A ce jour, l’Ile de France a cédé Alphonse Areola à West Ham pour un peu plus de 9 millions d’euros, tandis que l’OGC Nice a levé l’option d’achat de Marcin Bulka (2 millions d’euros). D’autres départs étaient en prêt, ou en fin de contrat. et croyance ParisienAu moins onze joueurs ont été placés sur la liste des non-désirables. Le problème, c’est que peu veulent quitter la capitale, malgré un temps de jeu qui s’annonce limité.

Jorginho Wijnaldum (916 000 euros), Mauro Icardi (800 000 euros), Julian Draxler (562 000 euros) ou encore Levin Kurzawa (500 000 euros) ont été écartés. Mais leur rémunération disproportionnée par rapport à leurs performances les rend quasiment invendables tels quels. A moins qu’ils ne fassent de grosses concessions. Mais le veulent-ils ? L’environnement allemand, par exemple, a longtemps montré qu’elle n’était pas du tout pressée.

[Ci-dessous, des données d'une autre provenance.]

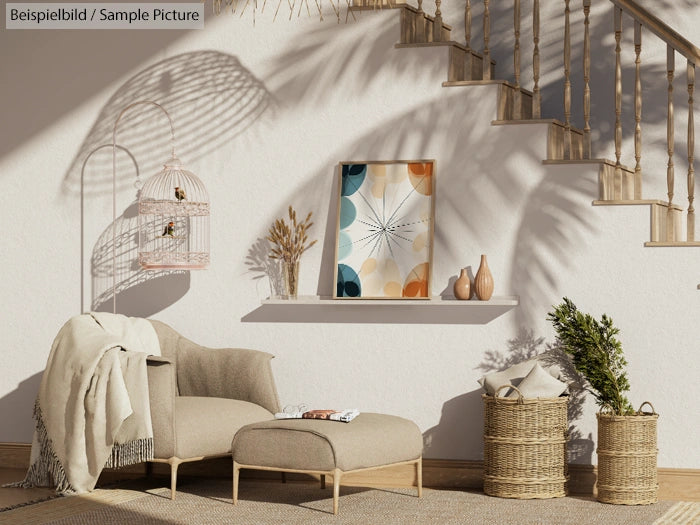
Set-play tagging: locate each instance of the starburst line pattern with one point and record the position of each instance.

S’il est un spécialiste, alors les champions de France ne sont pas le seul club à avoir ce problème. En Espagne, par exemple, le FC Barcelone aura du mal, pour les mêmes raisons, à se séparer de Miralem Pjanic, comme ce fut le cas pendant plusieurs mois avec Samuel Umtiti, dont les primes posaient problème jusqu’à ce que le Français ne réduise son salaire à l’époque. début d’année. Sans rien changer pour autant, même si le gaucher souffre aussi de la peur des autres clubs concernant sa condition physique.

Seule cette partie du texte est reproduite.